Nvidia made a big deal about reducing the hash rate of Ethereum mining on its new RTX 3060 graphics card last month. A special system was supposed to make the RTX 3060 undesirable for cryptominers, but Nvidia has now confirmed that it has accidentally unlocked those restrictions with a new driver.
“A developer driver inadvertently included code used for internal development which removes the hash rate limiter on RTX 3060 in some configurations,” says an Nvidia spokesperson in a statement to The Verge. “The driver has been removed.”
While Nvidia has now removed the driver, the genie is out of the bottle. Nvidia’s latest 470.05 beta driver automatically unlocks performance for most RTX 3060 cards, boosting hashing rates for Ethereum mining. Mirrors of the driver can easily be found online, and Nvidia won’t be able to prevent RTX 3060 owners from continuing to use this driver in the future.

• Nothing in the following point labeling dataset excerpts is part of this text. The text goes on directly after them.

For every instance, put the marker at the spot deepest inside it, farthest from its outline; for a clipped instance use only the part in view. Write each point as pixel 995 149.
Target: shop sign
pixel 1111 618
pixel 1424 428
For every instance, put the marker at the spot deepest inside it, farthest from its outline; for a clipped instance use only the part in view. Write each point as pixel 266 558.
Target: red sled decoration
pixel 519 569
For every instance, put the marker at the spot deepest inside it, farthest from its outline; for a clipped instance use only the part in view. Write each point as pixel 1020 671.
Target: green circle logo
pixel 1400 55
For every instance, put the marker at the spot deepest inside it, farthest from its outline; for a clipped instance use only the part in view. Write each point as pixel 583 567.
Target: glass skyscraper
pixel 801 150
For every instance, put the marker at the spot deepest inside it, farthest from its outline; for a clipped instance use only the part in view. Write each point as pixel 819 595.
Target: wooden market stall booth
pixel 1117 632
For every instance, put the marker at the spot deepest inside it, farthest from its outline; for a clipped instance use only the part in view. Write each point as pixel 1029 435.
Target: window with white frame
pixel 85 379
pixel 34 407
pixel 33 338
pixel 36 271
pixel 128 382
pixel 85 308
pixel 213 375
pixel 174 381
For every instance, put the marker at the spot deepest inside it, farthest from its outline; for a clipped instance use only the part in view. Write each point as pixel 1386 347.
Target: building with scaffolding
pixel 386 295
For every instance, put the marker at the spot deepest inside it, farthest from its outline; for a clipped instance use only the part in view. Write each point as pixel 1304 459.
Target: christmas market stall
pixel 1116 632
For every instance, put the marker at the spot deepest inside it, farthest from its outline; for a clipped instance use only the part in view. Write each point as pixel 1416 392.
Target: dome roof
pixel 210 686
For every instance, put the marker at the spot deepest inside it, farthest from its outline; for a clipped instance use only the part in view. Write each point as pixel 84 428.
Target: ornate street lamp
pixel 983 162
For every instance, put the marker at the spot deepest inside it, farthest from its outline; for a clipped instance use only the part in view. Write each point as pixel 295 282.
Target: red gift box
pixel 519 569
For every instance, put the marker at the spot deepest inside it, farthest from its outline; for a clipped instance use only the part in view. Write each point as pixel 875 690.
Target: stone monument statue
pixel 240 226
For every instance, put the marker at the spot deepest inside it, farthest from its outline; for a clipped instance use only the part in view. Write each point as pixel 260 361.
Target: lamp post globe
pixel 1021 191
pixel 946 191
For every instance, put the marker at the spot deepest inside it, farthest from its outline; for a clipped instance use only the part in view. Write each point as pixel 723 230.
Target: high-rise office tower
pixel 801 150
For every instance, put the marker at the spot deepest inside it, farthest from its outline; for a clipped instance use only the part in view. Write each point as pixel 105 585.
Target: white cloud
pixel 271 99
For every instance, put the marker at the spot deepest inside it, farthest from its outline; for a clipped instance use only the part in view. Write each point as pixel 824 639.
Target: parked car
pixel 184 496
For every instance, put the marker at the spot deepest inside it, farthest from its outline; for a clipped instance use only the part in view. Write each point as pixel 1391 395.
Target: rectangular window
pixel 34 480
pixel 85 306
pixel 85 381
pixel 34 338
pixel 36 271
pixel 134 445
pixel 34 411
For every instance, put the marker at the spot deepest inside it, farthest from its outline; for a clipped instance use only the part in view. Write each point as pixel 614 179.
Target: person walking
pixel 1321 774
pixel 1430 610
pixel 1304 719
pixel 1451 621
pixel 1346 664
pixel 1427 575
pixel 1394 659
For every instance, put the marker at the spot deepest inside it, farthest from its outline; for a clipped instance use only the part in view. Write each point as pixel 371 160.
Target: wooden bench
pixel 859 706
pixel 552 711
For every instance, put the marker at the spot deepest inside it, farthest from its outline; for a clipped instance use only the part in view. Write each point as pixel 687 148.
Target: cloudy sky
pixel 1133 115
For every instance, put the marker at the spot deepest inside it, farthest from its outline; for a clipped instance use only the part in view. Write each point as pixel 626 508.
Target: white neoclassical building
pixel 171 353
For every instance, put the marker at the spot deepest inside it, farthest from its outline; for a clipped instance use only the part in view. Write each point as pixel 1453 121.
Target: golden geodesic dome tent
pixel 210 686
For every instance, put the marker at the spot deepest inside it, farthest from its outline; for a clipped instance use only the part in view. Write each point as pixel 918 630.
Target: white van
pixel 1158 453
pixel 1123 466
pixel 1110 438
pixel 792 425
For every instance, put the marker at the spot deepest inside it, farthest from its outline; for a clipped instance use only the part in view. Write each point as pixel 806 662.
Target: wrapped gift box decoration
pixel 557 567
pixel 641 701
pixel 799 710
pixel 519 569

Nvidia originally restricted RTX 3060 mining performance in an attempt to steer cryptominers away from purchasing the cards. The GPU maker seemed confident that its restrictions couldn’t be defeated, even claiming it wasn’t just a driver holding back performance. “It’s not just a driver thing,” said Bryan Del Rizzo, Nvidia’s head of communications, last month. “There is a secure handshake between the driver, the RTX 3060 silicon, and the BIOS (firmware) that prevents removal of the hash rate limiter.”
Nvidia clearly wasn’t expecting to release a driver that would accidentally unlock its own restrictions.